# life expectancy on a riser and limbs?



## dchan (Jun 29, 2004)

It's probably more about how much you shoot than how long the bow will last. If you are shooting 8-10 hrs a week, I doubt you will ever "wear out" a riser. Same with any current decent quality limbs. At 30lbs you really are not "stressing" a riser.


----------



## sandperson0 (Mar 16, 2015)

That's good to know...on a good week, I can shoot for a total of 3 hours


----------



## zal (May 1, 2007)

My current main riser was made 1998-1999 and has been used heavily by couple of shooters before me, one in particular shot a lot, always close to 50#. The colour is a bit faded, but there aren't even any large scratches and it is as straight as ever. But it's an Axis, so you can't really harm them even driving over them, as my friend demonstrated some years back with his riser.

I have some limbs from ~1995 which have been shot a lot, and are in very good shape. But I've had top of range limbs go after few days or shooting, so you never know with limbs, there are more variations in manufacturing processes.


----------



## limbwalker (Sep 26, 2003)

Main deciding factor is the quality of the limbs and riser.

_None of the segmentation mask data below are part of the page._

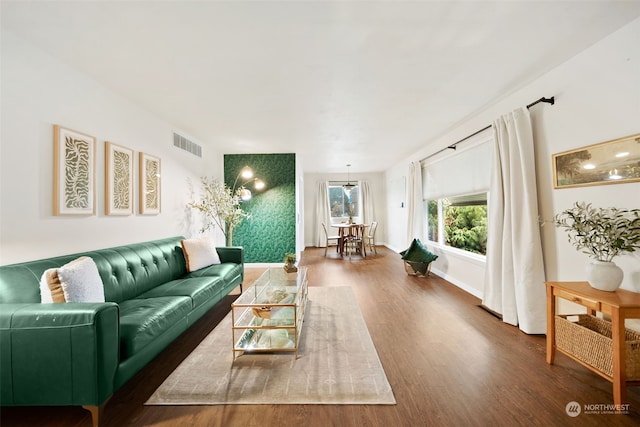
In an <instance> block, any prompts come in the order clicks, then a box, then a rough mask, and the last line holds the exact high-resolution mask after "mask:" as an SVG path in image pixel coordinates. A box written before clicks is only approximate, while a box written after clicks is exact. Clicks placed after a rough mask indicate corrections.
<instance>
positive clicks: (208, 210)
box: [187, 176, 251, 246]
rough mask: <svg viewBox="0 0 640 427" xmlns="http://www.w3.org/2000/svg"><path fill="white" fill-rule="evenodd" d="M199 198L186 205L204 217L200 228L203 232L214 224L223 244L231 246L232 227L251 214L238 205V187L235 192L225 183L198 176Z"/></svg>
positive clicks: (210, 178) (238, 202)
mask: <svg viewBox="0 0 640 427" xmlns="http://www.w3.org/2000/svg"><path fill="white" fill-rule="evenodd" d="M200 186H201V188H200V190H201V191H200V199H199V200H193V201H191V202H189V203H187V206H188V207H190V208H192V209H195V210H197V211H199V212H200V213H202V215H203V217H204V220H203V221H204V222H203V226H202V228H201V229H200V232H201V233H204V232H206V231H208V230H210V229H212V228H215V227H216V226H217V227H218V228H220V230H221V231H222V233H223V234H224V237H225V244H226V245H227V246H233V229H234V227H236V226H238V225H240V223H242V221H243V220H244V219H246V218H250V217H251V216H250V215H249V214H248V213H247V212H245V211H243V210H242V208H241V207H240V194H239V193H240V191H241V190H243V187H241V188H239V189H238V190H237V191H236V192H235V194H234V192H233V190H232V189H231V188H229V187H228V186H227V185H226V184H225V183H223V182H220V181H218V180H217V179H214V178H209V177H206V176H203V177H201V178H200Z"/></svg>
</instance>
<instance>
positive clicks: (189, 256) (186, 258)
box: [180, 237, 220, 272]
mask: <svg viewBox="0 0 640 427" xmlns="http://www.w3.org/2000/svg"><path fill="white" fill-rule="evenodd" d="M180 243H181V244H182V251H183V252H184V258H185V260H186V261H187V271H189V272H191V271H196V270H199V269H201V268H204V267H208V266H210V265H213V264H220V256H219V255H218V251H216V245H215V243H214V241H213V238H212V237H201V238H198V239H186V240H182V241H181V242H180Z"/></svg>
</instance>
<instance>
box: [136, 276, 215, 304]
mask: <svg viewBox="0 0 640 427" xmlns="http://www.w3.org/2000/svg"><path fill="white" fill-rule="evenodd" d="M222 285H223V283H222V279H221V278H220V277H206V276H205V277H192V278H188V279H178V280H172V281H170V282H167V283H163V284H162V285H160V286H157V287H155V288H153V289H151V290H150V291H148V292H145V293H144V294H142V295H140V296H139V297H138V298H155V297H161V296H185V297H189V298H191V300H192V308H196V307H199V306H200V305H202V304H204V303H205V302H207V301H209V300H211V299H214V298H216V299H217V297H218V294H219V293H220V289H221V288H222Z"/></svg>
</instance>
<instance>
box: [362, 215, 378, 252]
mask: <svg viewBox="0 0 640 427" xmlns="http://www.w3.org/2000/svg"><path fill="white" fill-rule="evenodd" d="M377 228H378V222H377V221H371V226H369V230H368V231H367V235H366V236H365V237H364V240H365V245H366V247H368V248H369V251H371V249H373V251H374V252H375V253H376V255H377V254H378V251H377V250H376V241H375V236H376V229H377Z"/></svg>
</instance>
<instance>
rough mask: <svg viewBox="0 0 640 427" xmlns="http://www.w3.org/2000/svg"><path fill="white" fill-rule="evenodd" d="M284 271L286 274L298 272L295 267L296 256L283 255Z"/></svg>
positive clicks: (285, 254) (295, 254)
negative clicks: (283, 257) (283, 256)
mask: <svg viewBox="0 0 640 427" xmlns="http://www.w3.org/2000/svg"><path fill="white" fill-rule="evenodd" d="M284 270H285V271H286V272H287V273H294V272H296V271H298V268H297V267H296V254H285V256H284Z"/></svg>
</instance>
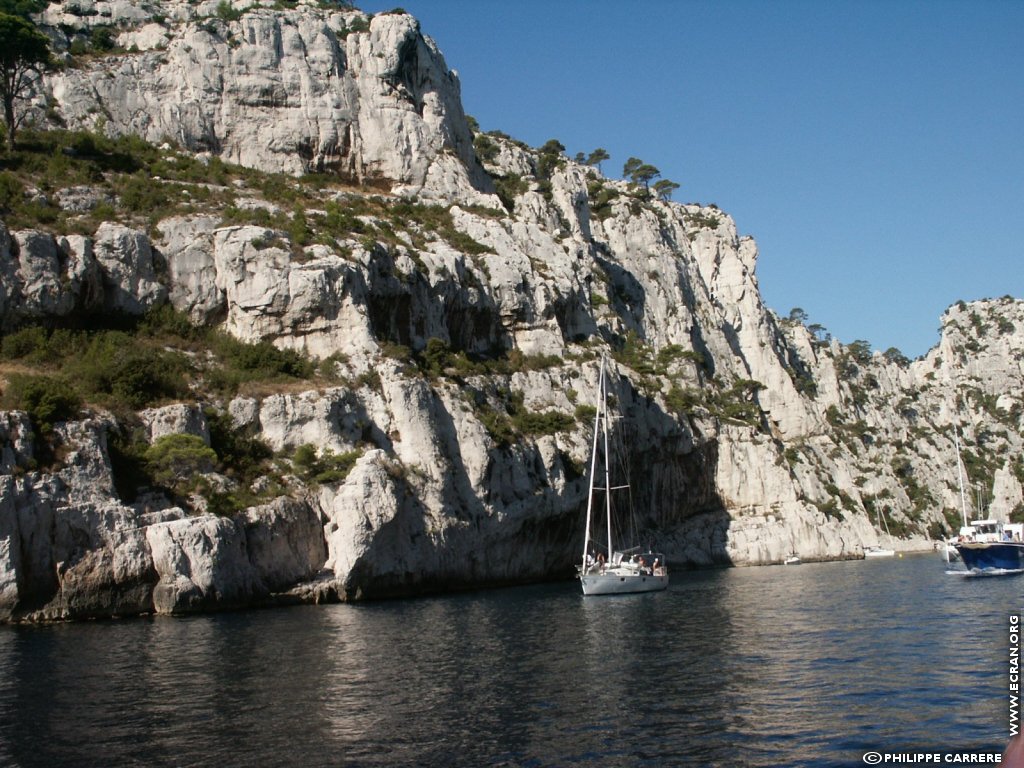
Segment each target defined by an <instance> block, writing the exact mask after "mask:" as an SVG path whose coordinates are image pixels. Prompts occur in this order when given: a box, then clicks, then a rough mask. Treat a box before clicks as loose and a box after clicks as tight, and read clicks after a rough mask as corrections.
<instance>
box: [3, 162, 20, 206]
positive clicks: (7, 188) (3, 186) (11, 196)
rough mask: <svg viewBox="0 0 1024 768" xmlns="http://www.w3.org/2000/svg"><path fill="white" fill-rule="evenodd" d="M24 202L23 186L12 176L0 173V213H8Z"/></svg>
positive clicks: (19, 182) (8, 172)
mask: <svg viewBox="0 0 1024 768" xmlns="http://www.w3.org/2000/svg"><path fill="white" fill-rule="evenodd" d="M24 200H25V185H24V184H23V183H22V182H20V181H18V180H17V177H16V176H14V174H12V173H9V172H7V171H4V172H3V173H0V211H5V212H10V211H12V210H14V209H15V208H16V207H18V206H19V205H20V204H22V202H23V201H24Z"/></svg>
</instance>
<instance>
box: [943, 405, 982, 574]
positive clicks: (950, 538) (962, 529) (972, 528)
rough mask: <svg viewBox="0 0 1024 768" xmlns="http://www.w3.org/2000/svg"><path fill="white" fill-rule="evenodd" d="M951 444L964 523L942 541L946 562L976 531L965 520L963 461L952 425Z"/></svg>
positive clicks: (969, 539)
mask: <svg viewBox="0 0 1024 768" xmlns="http://www.w3.org/2000/svg"><path fill="white" fill-rule="evenodd" d="M953 445H954V446H955V447H956V482H957V484H958V485H959V492H961V513H962V515H963V516H964V524H963V525H962V526H961V529H959V535H958V536H955V537H951V538H950V539H947V540H946V541H945V542H943V543H942V557H943V559H944V560H945V561H946V562H952V561H954V560H959V559H961V555H959V551H958V550H957V549H956V545H957V544H959V543H962V542H965V541H971V540H973V539H974V538H975V534H976V532H977V531H976V530H975V528H974V526H973V525H971V524H970V523H968V521H967V494H965V493H964V474H965V471H964V462H963V461H962V460H961V456H959V431H958V430H957V429H956V426H955V425H953Z"/></svg>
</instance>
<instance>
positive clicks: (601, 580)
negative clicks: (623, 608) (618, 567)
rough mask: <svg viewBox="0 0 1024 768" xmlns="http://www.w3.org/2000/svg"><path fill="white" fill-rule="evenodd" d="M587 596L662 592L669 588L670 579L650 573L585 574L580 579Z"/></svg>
mask: <svg viewBox="0 0 1024 768" xmlns="http://www.w3.org/2000/svg"><path fill="white" fill-rule="evenodd" d="M580 582H581V583H582V584H583V594H585V595H630V594H634V593H637V592H660V591H662V590H664V589H667V588H668V586H669V577H668V574H665V575H653V574H650V573H631V572H625V573H624V572H616V571H615V570H613V569H609V570H606V571H604V572H603V573H585V574H584V575H582V577H580Z"/></svg>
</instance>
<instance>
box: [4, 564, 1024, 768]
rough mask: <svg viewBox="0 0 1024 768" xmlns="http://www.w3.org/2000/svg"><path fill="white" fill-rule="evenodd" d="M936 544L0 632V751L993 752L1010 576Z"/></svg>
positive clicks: (700, 761) (419, 760)
mask: <svg viewBox="0 0 1024 768" xmlns="http://www.w3.org/2000/svg"><path fill="white" fill-rule="evenodd" d="M945 568H946V565H945V563H943V562H942V560H941V559H940V558H939V557H938V556H937V555H920V556H907V557H902V558H893V559H887V560H868V561H848V562H838V563H821V564H804V565H798V566H772V567H758V568H729V569H720V570H705V571H679V570H677V571H676V572H674V573H673V575H672V584H671V586H670V588H669V590H668V591H666V592H662V593H653V594H646V595H635V596H617V597H586V598H585V597H584V596H583V595H582V594H581V592H580V587H579V584H575V583H572V582H564V583H558V584H550V585H544V586H536V587H525V588H516V589H505V590H493V591H481V592H476V593H469V594H460V595H449V596H441V597H431V598H422V599H416V600H398V601H389V602H380V603H373V604H360V605H328V606H301V607H293V608H279V609H268V610H252V611H242V612H233V613H220V614H211V615H203V616H194V617H185V618H168V617H157V618H136V620H125V621H112V622H95V623H88V624H70V625H56V626H41V627H6V628H0V765H11V766H50V767H54V766H598V765H625V766H666V765H667V766H673V765H695V766H702V765H709V766H711V765H721V766H801V765H806V766H831V765H851V766H852V765H862V764H863V762H862V760H863V756H864V755H865V753H870V752H879V753H881V754H891V753H900V752H910V753H941V754H948V753H957V754H967V753H977V752H983V753H985V752H987V753H997V752H999V751H1001V750H1002V748H1004V746H1005V745H1006V742H1007V739H1008V736H1009V692H1008V667H1009V659H1010V653H1011V650H1010V645H1011V640H1010V633H1009V632H1008V629H1007V628H1008V625H1009V621H1010V616H1011V615H1012V614H1014V613H1017V612H1019V611H1021V607H1022V606H1021V602H1022V600H1021V595H1022V589H1024V577H1006V578H1001V579H963V578H959V577H953V575H948V574H946V573H945Z"/></svg>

I'm still shooting my original Earl Hoyt Jr. SKY Jack Carbons that I bought from Ann in 2003. I estimate (conservatively) that both pairs have over 50,000 shots on them, and one set may even be pushing 100,000 shots by now. I cannot detect any issues whatsoever and they have not lost any weight. The old wives tale that recurve limbs lose weight over time may only be true for inferior quality limbs. It's certainly not true with mine.

Buy good quality gear and you are likely to enjoy it for 20 years if you take decent care of it.


----------



## Viper1 (Aug 21, 2003)

sand -

There are very few decent metal ILF risers you will ever wear out (unless seriously abused - like running them over with a truck).

Wood core limbs, especially wood/glass limbs may also outlast you.
Some of the newer high-end carbon core, maybe not so much. 
I've seen (owned) some that "destabilize" in as little as five years with heavy use. 
By destabilize, I mean loose some degree of precision without obvious cause. 

Viper1 out.


----------



## Fury90flier (Jun 27, 2012)

I've got an old Golden Eagle bow (Root Archery) that was made in the 70's...still shoots very well. knowing that, I can't see where you'll wear out a modern bow.


----------



## dmacey (Mar 27, 2015)

20,000 years from now, some archaeologist is going to come along and dig your rig up from wherever it finally ended up, brush it off and go shoot a tournament with it. And he'll probably win too. Then it'll go into a museum as an ancient artifact until it's buried again for the next 20,000 years for the next archaeologist to find it. Same thing will happen to my Win & Win and Axiom + limbs and probably to everyone else's rigs on here too.

In other words, no, you'll never actually wear that rig out. SF is good stuff and you should be able to shoot it for as long as you want. The limbs yeah maybe eventually you might have a problem years from now, and you'll have to make a new string from time to time, but that riser and the rest of the gear, nah.... 

One of our locals shoots an old wood Hoyt Medalist from the 60's barebow. It still shoots and looks like brand new...

DM


----------



## calbowdude (Feb 13, 2005)

I just pulled out my 10+ year old PSE Xpressions out of mothballs to shoot. They are probably over 100,000 shots now. I just checked their draw weight against when they were new, and have lost maybe 0.1#. That difference is probably not statistically significant. 

And they still shoot, I just managed a good 50 meter score with them. 

I have never broken or bent a high quality aluminium riser.


----------



## zal (May 1, 2007)

I dug some notebooks from the years I was training properly, back then I was keeping quite good accounts of all things relating to training. A pair of Winex limbs that I used for couple of years as my main limbs were used to shoot about 120,000 shots (4 years, best year 45,000 shots) before starting to delaminate. Another pair of Samick Ultras was used by me to shoot about 90,000 shots, and is still being used as an hobbyist weekend shooter.

So for someone who shoots maybe 200-300 arrows / week max, I think limbs will last for quite a while.


----------